Dominican Republic Guide
Dominican Republic Holidays
A hodgepodge of lush jungles, palm-fringed beaches and undulating mountain landscapes, the Dominican Republic is one of the most diverse countries in the Caribbean. When joined with neighbouring Haiti, it’s also the second biggest island, an emerald behemoth just a stone’s throw from Cuba, Jamaica and Puerto Rico, and home to some of the tallest peaks in the region. It’s this diversity and vastness – combined with stunning scenery, a wealth of warm, welcoming locals and a distinctly European feel – that make for the dream holiday destination.
Start your journey in the cobblestoned, atmospheric hub of Santo Domingo – the Dominican’s capital and one of the oldest cities in the Caribbean. Its iconic Catedral Primada de América is known for being one of the first of its kind in the western hemisphere, boasting 14 interior chapels, a striking vaulted ceiling and a pretty impressive creator: Christopher Columbus’s son, Diego, laid the first stone in 1514. Then there’s Zona Colonial, the thumping heart of the city where merengue, frenzied traffic and a plethora of New World firsts fuse together to create a truly unique epicentre. The beaches beckon too – from the white sands of Punta Cana and La Romana, to the Samana peninsula. The waters may not be as clear in Samana, but you can spot whales at the right time of year and take horse-back rides to the majestic El Limon Waterfall.
Eat and Drink
Lunch is undoubtedly the most important meal of the day here, just like in Spain – think stewed or boiled meats served with rice, accompanied by passion fruit juice and followed by a tasty batch of fried plantains. The Dominicans love their coffee too – they have a caffeine culture that goes back over two centuries and they produce nearly 500,000 bags of rich, sun-soaked Arabica every year. Why don’t we see much of it in the UK, we hear you ask? Well, less than 20 percent of the beans are actually exported because the locals drink so much of it. Santo Domingo boasts many restaurants where you can sample all of the above and more. Try La Briciola for some European flair, Pura Tasca for tapas and sangria by the bucket-load, and Pat’e Palo for their ‘Rum Experience’ menu.
Where to Stay
You may come for the historic Santo Domingo, but you’ll stay for the incredible beaches. Facing Puerto Rico on the country’s easternmost tip, Punta Cana is where the sands are at their very best – and there’s 20 miles worth. The 4.5-star Paradisus Punta Cana Resort is a perfect example of this, located on the seemingly endless Playa de Bavaro and boasting nine a la carte restaurants, yoga, water sports and an adult’s-only section. Those who opt for the island’s northern side should head for Samana. Between January and March each year, humpbacks mate and calve in the bay’s warm waters, often spotted breaching and tail lobbing till their hearts’ content. La Romana is nestled on the south coast and is the closest of the three main beach resorts to the capital.
Shopping for amber
Visitors to the Dominican Republic don’t generally go for shopping, but they’re missing a trick. The country may not have a wide range of wares to choose from, but it does have an abundance of amber that’s thought to be some of the best in the world. This semi-precious stone looks stunning when set in jewellery and, because it’s sourced here, it won’t break the bank. Chunks of amber with insects fossilised inside are sometimes sold by local miners for just a few pesos, but do be wary of fakes, especially at street-side souvenir shops. The Amber World Museum in Santo Domingo and a similar museum in Puerto Plata can help you identify any knock-offs, but your best bet is to opt for a reputable store, like Harrisons. It has outlets all over the country and prices are still 50 percent of what they are in the UK.
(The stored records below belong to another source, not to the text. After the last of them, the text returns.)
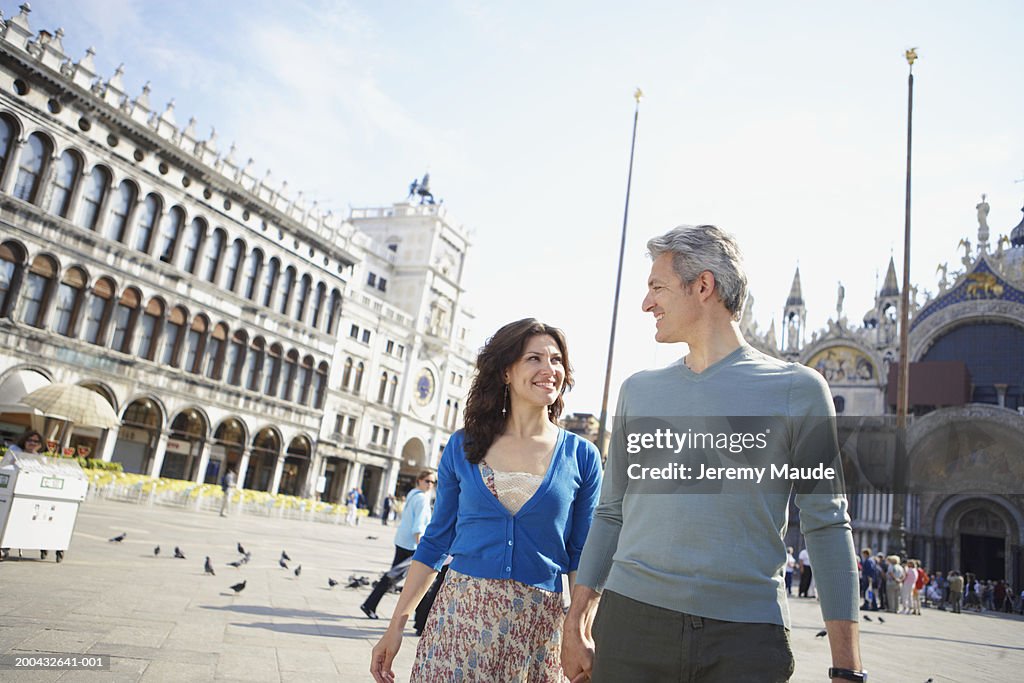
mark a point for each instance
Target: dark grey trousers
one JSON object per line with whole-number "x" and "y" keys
{"x": 635, "y": 641}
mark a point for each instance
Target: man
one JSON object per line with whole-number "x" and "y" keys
{"x": 353, "y": 502}
{"x": 230, "y": 478}
{"x": 414, "y": 523}
{"x": 955, "y": 591}
{"x": 690, "y": 586}
{"x": 868, "y": 581}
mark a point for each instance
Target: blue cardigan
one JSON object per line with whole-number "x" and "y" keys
{"x": 537, "y": 545}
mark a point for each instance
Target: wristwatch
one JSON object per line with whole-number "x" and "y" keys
{"x": 847, "y": 674}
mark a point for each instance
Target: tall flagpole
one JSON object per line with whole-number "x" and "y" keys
{"x": 619, "y": 283}
{"x": 898, "y": 530}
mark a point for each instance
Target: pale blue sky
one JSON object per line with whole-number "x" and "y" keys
{"x": 783, "y": 123}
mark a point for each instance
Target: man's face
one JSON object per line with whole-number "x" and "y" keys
{"x": 674, "y": 306}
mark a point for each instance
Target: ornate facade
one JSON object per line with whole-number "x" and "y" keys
{"x": 965, "y": 469}
{"x": 227, "y": 324}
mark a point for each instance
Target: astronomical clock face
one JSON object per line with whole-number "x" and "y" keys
{"x": 424, "y": 387}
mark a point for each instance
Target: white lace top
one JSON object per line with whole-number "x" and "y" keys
{"x": 511, "y": 488}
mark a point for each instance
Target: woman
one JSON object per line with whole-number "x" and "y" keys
{"x": 30, "y": 441}
{"x": 515, "y": 499}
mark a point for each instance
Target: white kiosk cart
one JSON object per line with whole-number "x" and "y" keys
{"x": 39, "y": 499}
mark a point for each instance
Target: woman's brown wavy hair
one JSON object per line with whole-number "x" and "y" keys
{"x": 486, "y": 395}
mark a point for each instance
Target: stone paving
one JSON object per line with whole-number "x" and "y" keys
{"x": 163, "y": 620}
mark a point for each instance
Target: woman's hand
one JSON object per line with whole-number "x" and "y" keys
{"x": 383, "y": 655}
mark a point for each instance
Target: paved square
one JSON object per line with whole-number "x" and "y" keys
{"x": 164, "y": 620}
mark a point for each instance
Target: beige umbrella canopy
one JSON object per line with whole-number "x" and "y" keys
{"x": 74, "y": 403}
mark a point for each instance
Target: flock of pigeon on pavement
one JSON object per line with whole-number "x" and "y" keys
{"x": 354, "y": 582}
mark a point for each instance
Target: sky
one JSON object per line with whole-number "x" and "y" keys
{"x": 783, "y": 123}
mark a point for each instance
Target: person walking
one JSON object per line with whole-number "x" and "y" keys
{"x": 894, "y": 582}
{"x": 227, "y": 485}
{"x": 955, "y": 591}
{"x": 515, "y": 499}
{"x": 689, "y": 586}
{"x": 413, "y": 524}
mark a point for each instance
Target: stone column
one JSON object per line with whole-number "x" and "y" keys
{"x": 275, "y": 481}
{"x": 204, "y": 461}
{"x": 105, "y": 449}
{"x": 158, "y": 455}
{"x": 7, "y": 182}
{"x": 244, "y": 467}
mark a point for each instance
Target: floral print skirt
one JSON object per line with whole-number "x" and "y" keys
{"x": 491, "y": 630}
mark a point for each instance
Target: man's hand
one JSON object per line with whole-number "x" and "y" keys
{"x": 578, "y": 644}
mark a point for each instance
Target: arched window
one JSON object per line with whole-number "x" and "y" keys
{"x": 125, "y": 314}
{"x": 287, "y": 391}
{"x": 170, "y": 228}
{"x": 272, "y": 376}
{"x": 92, "y": 197}
{"x": 173, "y": 334}
{"x": 269, "y": 281}
{"x": 34, "y": 156}
{"x": 212, "y": 254}
{"x": 346, "y": 374}
{"x": 64, "y": 183}
{"x": 147, "y": 216}
{"x": 121, "y": 204}
{"x": 255, "y": 366}
{"x": 237, "y": 357}
{"x": 195, "y": 345}
{"x": 320, "y": 385}
{"x": 70, "y": 295}
{"x": 358, "y": 377}
{"x": 334, "y": 312}
{"x": 96, "y": 312}
{"x": 11, "y": 258}
{"x": 305, "y": 380}
{"x": 215, "y": 352}
{"x": 302, "y": 298}
{"x": 38, "y": 290}
{"x": 7, "y": 132}
{"x": 253, "y": 265}
{"x": 148, "y": 333}
{"x": 318, "y": 300}
{"x": 235, "y": 264}
{"x": 285, "y": 293}
{"x": 194, "y": 241}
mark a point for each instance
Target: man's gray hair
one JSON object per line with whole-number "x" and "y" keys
{"x": 699, "y": 248}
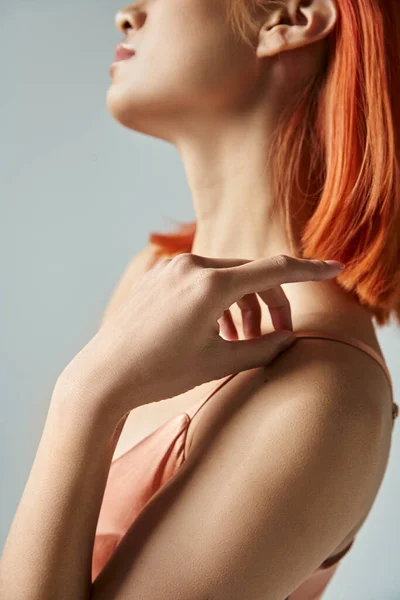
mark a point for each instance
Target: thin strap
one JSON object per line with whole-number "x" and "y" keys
{"x": 351, "y": 341}
{"x": 195, "y": 409}
{"x": 355, "y": 342}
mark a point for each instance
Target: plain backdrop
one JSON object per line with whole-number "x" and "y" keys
{"x": 79, "y": 195}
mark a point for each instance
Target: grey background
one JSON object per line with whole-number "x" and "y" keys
{"x": 79, "y": 196}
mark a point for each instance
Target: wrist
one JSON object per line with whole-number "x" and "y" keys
{"x": 87, "y": 397}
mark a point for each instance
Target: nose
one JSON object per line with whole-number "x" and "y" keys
{"x": 131, "y": 17}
Dominican Republic like a Local
The lure of Punta Cana’s crystalline waters or the call of coastal Santo Domingo’s history may be too much to resist, but those who head for the interior instead will be rewarded with a truly local experience. In particular the Cordillera Central, the Caribbean’s highest mountain range, cuts right through the country’s centre and is ripe for hiking. Take a few days to discover the towering twin peaks of Pico Duarte and Le Pelona. Spare the time to visit Santiago too; it’s the second biggest city in the Dominican Republic and is fringed by a collection of fertile farming valleys, tobacco fields and thunderous waterfalls.